Pour assurer une exécution génomique 10x optimale, le nombre de cellules doit se situer entre 700 et 1 200 cellules/μL (7 × 10⁵- 1,2 × 10⁶/mL). Une concentration élevée augmentera le taux de doublet (deux cellules dans une gouttelette) lors de la formation des gouttelettes. Si le nombre est trop élevé, une quantité appropriée de milieu peut être ajoutée à l’échantillon et rechargée sur un hémocytomètre pour le recomptage. Si la concentration est trop faible, l’échantillon peut être recentriflé à 450 × g, 4 °C pendant 5 min, le surnageant aspiré et remis en suspension dans un volume inférieur de milieu avant d’être recompté. L’échantillon est prêt à être chargé pour la génomique 10x si la viabilité des cellules vivantes est supérieure à 80 % (Figure 3).

Si la viabilité de l’échantillon est inférieure à 80 %, une procédure de mort vivante est nécessaire avant 10 fois la charge génomique¹⁶. Si un cycle d’élimination des morts-vivants n’a pas porté le pourcentage de viabilité au-dessus de 80 %, un autre cycle doit être effectué s’il y a plus de 1 × 10⁵ cellules au total. Une viabilité plus élevée permettra d’éviter les obstructions dans le protocole génomique 10x ultérieur, d’augmenter la récupération cellulaire et de réduire la présence d’ARN ambiant.

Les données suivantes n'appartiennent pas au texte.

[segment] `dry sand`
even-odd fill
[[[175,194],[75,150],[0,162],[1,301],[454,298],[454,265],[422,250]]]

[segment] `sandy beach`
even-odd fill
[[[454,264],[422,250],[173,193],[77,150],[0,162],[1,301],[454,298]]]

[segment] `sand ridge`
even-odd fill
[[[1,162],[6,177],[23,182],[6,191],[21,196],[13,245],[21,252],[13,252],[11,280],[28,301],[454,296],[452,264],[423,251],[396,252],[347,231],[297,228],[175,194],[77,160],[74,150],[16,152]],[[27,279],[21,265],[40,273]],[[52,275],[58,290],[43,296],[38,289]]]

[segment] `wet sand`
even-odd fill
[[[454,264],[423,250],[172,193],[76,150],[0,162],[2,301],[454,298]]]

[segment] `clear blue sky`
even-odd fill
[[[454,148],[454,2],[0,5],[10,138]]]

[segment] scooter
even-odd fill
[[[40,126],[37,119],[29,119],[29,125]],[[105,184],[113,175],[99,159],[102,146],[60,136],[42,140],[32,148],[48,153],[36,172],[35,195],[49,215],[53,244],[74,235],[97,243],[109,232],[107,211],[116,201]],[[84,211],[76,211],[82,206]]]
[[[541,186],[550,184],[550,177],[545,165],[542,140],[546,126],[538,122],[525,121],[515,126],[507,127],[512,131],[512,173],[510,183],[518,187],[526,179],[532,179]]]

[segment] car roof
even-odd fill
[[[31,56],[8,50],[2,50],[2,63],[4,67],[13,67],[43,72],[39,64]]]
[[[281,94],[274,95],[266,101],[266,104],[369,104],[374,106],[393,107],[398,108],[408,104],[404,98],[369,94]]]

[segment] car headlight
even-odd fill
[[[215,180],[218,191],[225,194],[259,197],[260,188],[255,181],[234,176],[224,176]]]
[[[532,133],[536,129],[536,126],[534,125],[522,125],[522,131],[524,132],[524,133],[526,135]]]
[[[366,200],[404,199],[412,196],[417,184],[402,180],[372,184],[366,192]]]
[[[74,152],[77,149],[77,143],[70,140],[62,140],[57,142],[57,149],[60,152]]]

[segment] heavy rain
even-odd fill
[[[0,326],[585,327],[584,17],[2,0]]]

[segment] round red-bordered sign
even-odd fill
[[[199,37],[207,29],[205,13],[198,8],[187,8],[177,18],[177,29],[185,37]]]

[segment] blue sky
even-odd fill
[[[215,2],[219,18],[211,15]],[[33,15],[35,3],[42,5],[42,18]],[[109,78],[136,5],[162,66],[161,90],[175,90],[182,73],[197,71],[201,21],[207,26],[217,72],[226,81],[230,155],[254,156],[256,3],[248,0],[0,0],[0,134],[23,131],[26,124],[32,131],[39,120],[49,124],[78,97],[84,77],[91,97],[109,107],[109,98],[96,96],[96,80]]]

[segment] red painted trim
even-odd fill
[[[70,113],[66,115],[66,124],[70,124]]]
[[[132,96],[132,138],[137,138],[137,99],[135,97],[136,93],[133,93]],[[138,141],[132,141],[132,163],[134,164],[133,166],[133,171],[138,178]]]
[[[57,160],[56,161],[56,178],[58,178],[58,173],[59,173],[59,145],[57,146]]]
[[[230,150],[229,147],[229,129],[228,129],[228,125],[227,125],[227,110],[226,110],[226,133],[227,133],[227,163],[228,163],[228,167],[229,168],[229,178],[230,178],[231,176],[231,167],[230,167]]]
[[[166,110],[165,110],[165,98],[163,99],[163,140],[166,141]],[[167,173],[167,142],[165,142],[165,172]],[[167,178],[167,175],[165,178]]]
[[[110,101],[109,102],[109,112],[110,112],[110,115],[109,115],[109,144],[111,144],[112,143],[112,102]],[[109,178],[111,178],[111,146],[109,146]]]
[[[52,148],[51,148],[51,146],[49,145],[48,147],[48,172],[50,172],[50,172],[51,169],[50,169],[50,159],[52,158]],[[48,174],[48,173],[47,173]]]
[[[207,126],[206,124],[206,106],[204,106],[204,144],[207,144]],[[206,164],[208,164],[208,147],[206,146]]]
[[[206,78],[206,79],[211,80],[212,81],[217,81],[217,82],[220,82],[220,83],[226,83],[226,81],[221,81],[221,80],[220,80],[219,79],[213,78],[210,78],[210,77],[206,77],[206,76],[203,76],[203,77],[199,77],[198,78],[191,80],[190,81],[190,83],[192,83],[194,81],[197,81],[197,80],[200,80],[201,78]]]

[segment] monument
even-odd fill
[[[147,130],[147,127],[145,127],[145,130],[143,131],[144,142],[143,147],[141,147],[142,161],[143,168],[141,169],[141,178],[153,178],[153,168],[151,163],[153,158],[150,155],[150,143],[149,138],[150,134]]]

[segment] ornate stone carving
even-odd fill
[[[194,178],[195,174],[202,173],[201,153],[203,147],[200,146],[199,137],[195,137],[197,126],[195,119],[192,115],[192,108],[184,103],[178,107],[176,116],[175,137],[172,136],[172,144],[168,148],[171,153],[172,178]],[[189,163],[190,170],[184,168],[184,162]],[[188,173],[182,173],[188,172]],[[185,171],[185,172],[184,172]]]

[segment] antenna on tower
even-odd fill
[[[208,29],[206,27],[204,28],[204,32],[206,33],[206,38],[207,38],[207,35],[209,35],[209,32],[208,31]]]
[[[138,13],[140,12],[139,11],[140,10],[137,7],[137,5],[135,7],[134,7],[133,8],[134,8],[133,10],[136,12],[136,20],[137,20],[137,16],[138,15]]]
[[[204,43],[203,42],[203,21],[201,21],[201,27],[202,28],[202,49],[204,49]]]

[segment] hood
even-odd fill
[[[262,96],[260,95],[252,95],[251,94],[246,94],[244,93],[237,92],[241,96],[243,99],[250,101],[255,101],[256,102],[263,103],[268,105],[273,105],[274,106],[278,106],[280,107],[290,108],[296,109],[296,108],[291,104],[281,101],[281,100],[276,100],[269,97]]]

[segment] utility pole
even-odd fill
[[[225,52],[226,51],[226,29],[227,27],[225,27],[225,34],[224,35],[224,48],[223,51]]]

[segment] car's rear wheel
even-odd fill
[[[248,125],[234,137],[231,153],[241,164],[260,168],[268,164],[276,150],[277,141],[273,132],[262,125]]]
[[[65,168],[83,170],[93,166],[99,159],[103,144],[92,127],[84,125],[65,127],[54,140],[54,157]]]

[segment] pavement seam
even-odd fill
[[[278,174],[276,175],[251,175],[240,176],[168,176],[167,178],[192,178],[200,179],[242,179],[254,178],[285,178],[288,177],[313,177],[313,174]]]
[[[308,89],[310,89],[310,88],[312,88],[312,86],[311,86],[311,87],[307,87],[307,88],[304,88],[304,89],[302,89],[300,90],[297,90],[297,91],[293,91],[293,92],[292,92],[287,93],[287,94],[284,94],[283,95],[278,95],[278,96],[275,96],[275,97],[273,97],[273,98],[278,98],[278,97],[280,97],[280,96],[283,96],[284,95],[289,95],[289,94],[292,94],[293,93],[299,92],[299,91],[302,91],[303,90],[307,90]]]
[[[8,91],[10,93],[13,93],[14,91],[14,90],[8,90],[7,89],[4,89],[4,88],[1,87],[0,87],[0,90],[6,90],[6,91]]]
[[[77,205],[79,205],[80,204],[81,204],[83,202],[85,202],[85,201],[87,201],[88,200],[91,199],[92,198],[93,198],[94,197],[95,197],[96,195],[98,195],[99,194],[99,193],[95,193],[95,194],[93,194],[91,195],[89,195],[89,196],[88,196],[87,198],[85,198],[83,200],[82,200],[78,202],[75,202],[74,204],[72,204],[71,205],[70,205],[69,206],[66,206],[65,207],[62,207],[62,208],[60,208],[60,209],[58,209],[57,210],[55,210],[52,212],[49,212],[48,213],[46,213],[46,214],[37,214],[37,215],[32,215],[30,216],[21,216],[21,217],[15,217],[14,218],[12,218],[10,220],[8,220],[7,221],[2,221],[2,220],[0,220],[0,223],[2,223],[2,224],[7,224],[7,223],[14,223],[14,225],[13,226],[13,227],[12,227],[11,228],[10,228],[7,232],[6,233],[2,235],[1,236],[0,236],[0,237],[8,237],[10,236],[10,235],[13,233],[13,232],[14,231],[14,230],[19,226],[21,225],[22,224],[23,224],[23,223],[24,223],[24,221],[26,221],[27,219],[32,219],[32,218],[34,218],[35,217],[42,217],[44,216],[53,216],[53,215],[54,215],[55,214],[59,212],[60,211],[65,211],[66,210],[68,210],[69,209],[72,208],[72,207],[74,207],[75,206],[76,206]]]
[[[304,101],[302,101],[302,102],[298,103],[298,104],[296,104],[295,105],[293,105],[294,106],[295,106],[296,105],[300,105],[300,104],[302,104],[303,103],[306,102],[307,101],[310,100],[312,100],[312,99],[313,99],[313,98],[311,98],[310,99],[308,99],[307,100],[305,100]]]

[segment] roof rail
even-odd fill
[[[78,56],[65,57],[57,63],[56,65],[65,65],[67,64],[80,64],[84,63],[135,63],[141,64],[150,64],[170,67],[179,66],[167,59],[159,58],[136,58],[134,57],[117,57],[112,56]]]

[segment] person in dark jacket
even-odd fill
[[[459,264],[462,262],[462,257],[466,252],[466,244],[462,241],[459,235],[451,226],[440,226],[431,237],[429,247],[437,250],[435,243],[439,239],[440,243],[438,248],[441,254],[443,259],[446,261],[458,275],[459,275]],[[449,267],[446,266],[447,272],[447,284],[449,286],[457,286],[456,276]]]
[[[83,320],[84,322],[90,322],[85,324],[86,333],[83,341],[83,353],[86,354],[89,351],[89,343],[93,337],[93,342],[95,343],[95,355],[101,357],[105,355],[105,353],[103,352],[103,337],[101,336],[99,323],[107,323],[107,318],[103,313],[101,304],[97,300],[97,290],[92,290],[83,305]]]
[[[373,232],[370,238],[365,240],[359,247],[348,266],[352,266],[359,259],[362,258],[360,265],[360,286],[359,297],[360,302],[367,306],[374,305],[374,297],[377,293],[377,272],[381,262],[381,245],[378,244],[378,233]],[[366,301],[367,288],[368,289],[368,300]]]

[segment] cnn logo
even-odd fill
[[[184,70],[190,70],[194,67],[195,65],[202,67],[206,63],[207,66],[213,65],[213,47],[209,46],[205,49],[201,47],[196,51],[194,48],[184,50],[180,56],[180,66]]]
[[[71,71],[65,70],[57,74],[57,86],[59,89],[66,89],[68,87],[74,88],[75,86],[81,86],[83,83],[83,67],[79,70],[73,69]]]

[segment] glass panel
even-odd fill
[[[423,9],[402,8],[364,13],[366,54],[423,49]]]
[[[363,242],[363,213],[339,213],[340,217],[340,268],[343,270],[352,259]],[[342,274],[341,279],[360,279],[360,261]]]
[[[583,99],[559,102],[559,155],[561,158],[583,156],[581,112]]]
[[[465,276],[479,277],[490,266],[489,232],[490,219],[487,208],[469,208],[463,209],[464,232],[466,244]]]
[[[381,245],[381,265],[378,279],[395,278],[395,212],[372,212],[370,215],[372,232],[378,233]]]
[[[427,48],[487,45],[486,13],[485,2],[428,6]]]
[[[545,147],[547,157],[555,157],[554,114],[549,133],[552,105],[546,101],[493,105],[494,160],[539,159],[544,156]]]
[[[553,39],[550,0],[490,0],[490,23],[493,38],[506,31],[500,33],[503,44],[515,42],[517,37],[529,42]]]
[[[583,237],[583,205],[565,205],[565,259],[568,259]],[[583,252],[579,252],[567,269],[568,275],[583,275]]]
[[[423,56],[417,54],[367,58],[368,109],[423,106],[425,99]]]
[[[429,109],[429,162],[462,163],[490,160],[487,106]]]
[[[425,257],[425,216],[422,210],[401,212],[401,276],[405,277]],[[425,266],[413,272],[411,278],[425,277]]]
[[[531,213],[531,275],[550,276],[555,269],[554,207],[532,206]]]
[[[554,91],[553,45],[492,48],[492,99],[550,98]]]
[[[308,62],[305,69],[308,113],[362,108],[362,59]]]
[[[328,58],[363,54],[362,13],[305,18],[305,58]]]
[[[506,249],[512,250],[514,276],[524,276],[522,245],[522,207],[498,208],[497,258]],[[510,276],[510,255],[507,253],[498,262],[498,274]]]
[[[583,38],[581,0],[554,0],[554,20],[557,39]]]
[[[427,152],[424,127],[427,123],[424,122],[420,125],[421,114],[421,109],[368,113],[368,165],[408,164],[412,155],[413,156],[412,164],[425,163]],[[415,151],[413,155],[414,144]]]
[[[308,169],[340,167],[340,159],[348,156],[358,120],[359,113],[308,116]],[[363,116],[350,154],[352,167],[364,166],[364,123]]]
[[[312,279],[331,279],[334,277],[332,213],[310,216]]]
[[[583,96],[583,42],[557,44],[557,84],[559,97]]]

Le protocole du kit 1 a été optimisé et miniaturisé pour dissocier rapidement des échantillons de tissus plus petits avec un nombre de cellules plus faible. Le volume réduit de réactifs et les temps d’incubation raccourcis augmentent le rendement cellulaire et empêchent une signature génique de réponse au stress (FOS, JUN et JUNB) sur diverses cellules ^9,22. Les méthodes alternatives pour enrichir les cellules vivantes comprennent la coloration et le tri. Cependant, cela entraînerait une réduction du rendement cellulaire, une incubation prolongée de la coloration, qui pourrait affecter les états cellulaires (par exemple, les anticorps aCD3e activeront les cellules T) et un stress induit par la pression de la machine sur les cellules pendant le tri ^9,22. L’exemple illustré à la figure 6 illustre un UMAP généré après le séquençage de l’expression génique génomique 10X (GEX) et la conversion des codes-barres de cellules générés en fichiers FASTQ qui ont ensuite été concaténés et alignés via CellRanger. Les résultats de séquençage ultérieurs et les comparaisons d’élimination des morts-vivants ont été tracés, démontrant les populations cellulaires dans un échantillon avant et après l’élimination des morts-vivants et l’amélioration de la qualité du séquençage. L’échantillon pulmonaire illustré à la figure 6 indiquait un problème avec la fraction des lectures, car elle était inférieure à 70 %. Cet avertissement a été généré en raison d’un taux élevé d’ARN ambiant dans une population de cellules lysées ou mortes. Cependant, après l’élimination des cellules mortes, cette erreur n’était plus présente et a entraîné un pourcentage plus élevé de fractions lues dans les cellules²³.

Le séquençage de l’ARN sur cellule unique est un processus coûteux et précaire qui a fait progresser considérablement le domaine de l’immunologie du cancer et de la recherche sur le cancer. Il permet d’interroger davantage les gènes, les états cellulaires et les programmes exprimés et réprimés dans des types cellulaires spécifiques, en divulguant davantage sur le comportement et l’hétérogénéité des cancers. Les tissus sous-optimaux ou à faible viabilité sont plus susceptibles de générer des données de mauvaise qualité qui peuvent créer des artefacts qui éloignent la réalité de la biologie tumorale, soulignant l’importance cruciale d’une dissociation tumorale et d’une préparation des échantillons appropriées.

M.S-F. a reçu un financement de Bristol Myers-Squibb, d’Istari Oncology, et a été consultant pour Galvazine Therapeutics.

Cette étude a été financée par la Fondation Adelson pour la recherche médicale (AMRF), l’Alliance de recherche sur le mélanome (MRA) et U54CA224068. Les figures 1, 4 et 5 ont été créées à l’aide de BioRender.com.